The cast she’s revisited for Director’s Cut—which industry pundits are forecasting will knock out Adele’s current U.K. chart reign—includes a song called Lily, which is based on one of her real-life heroines, the late Lily Cornford, a noted spiritual healer in London with whom Bush became close friends in the ’90s. “She was one of those very rare people who are intelligent, intuitive and kind,” she says of Cornford, who believed in mental colour healing—a process whereby patients would be restored to health by seeing various hues. “I was really moved by Lily and impressed with her strength and knowledge, so it led to a song—which she thought was hilarious.”

Another track veering off the beaten path for Bush is the first single on the album, Deeper Understanding.
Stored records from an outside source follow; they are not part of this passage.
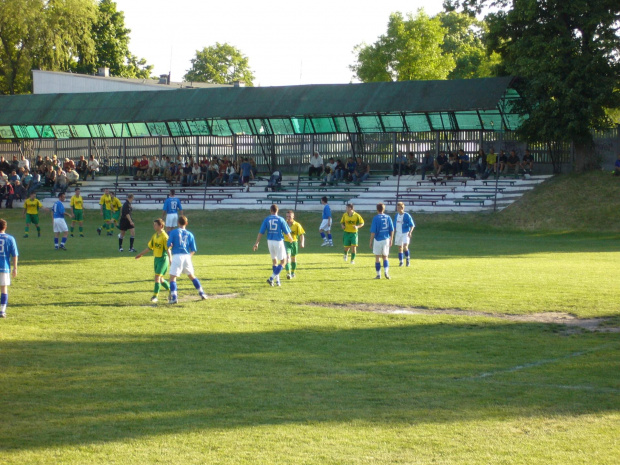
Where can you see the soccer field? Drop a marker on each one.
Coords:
(481, 352)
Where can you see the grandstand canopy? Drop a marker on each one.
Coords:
(410, 106)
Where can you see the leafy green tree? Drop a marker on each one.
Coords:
(567, 54)
(111, 39)
(410, 50)
(220, 64)
(44, 34)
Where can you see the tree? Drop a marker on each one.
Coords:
(567, 54)
(44, 34)
(111, 39)
(220, 64)
(410, 50)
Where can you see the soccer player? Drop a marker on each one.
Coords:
(381, 236)
(326, 224)
(172, 211)
(162, 257)
(276, 229)
(404, 225)
(115, 211)
(8, 258)
(292, 247)
(31, 212)
(60, 225)
(183, 246)
(126, 224)
(351, 222)
(105, 205)
(77, 205)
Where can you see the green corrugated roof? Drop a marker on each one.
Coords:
(249, 109)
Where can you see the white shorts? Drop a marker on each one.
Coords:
(60, 225)
(277, 250)
(381, 247)
(5, 279)
(401, 239)
(181, 264)
(172, 220)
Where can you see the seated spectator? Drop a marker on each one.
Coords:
(82, 167)
(61, 181)
(528, 162)
(427, 164)
(72, 177)
(93, 167)
(399, 164)
(68, 165)
(340, 171)
(412, 164)
(441, 163)
(513, 162)
(330, 172)
(362, 171)
(481, 162)
(143, 168)
(491, 164)
(316, 166)
(350, 169)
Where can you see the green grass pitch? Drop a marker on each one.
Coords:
(449, 362)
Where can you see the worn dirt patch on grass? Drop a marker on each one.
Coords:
(556, 318)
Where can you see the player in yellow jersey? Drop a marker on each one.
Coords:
(161, 253)
(292, 247)
(77, 205)
(32, 205)
(115, 207)
(351, 222)
(105, 204)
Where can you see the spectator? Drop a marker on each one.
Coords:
(93, 167)
(316, 166)
(399, 164)
(528, 162)
(513, 162)
(412, 164)
(441, 163)
(481, 162)
(330, 172)
(428, 164)
(82, 167)
(362, 171)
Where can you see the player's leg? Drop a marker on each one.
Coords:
(4, 294)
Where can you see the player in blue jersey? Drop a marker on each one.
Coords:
(276, 228)
(8, 259)
(60, 225)
(326, 224)
(381, 237)
(172, 211)
(182, 246)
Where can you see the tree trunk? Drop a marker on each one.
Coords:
(585, 157)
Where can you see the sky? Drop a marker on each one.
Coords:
(287, 42)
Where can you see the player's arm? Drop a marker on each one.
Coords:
(258, 241)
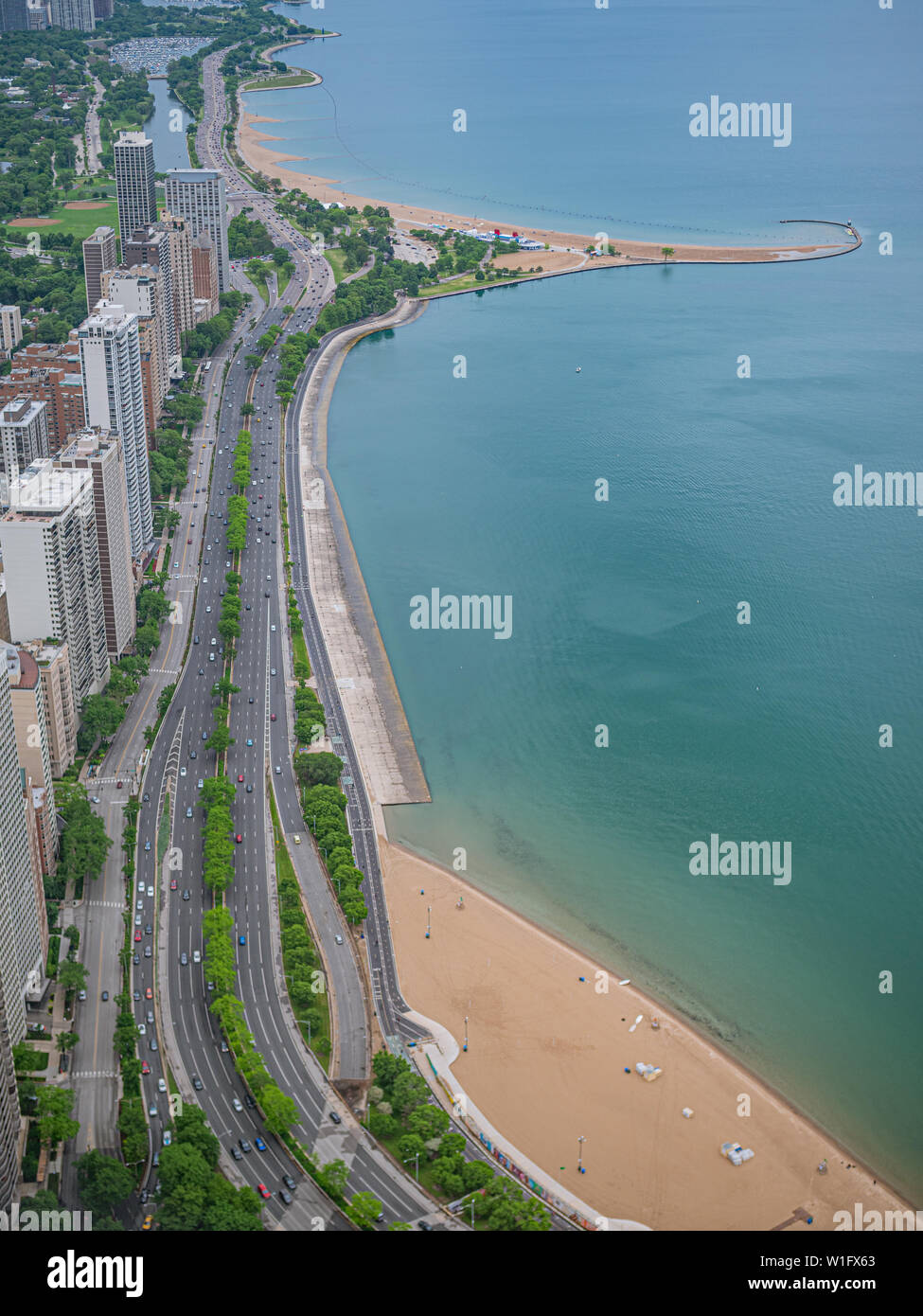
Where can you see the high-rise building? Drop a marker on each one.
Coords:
(73, 14)
(50, 556)
(32, 746)
(151, 246)
(13, 16)
(49, 373)
(134, 183)
(181, 266)
(61, 719)
(141, 290)
(99, 254)
(24, 436)
(205, 276)
(198, 195)
(100, 453)
(21, 965)
(10, 328)
(114, 392)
Although it was written in the late ’80s, the re-recording speaks to today’s tech-obsessed generation. Which is why Bush asked her 12-year-old son Bertie to sing on the track with her as the voice of a computer. “I thought it would be more poignant to have the voice of a child coming from a computer singing about this great empathy and compassion.”

Aside from the litany of cultural, social and real-life references in her catalogue, Bush’s throat is what impresses her contemporaries most. On the phone from Paris, famous fan Marianne Faithfull notes that Bush’s four-octave range should be regarded as a “national treasure.” “My favorite instrument in the whole world is the human female voice, and Kate Bush is one of the reasons why. It is, by far, a Stradivarius,” Faithfull says. “Which is why she rarely deals with the press or isn’t in a rush to record. She’s one of the few who can be above all that.”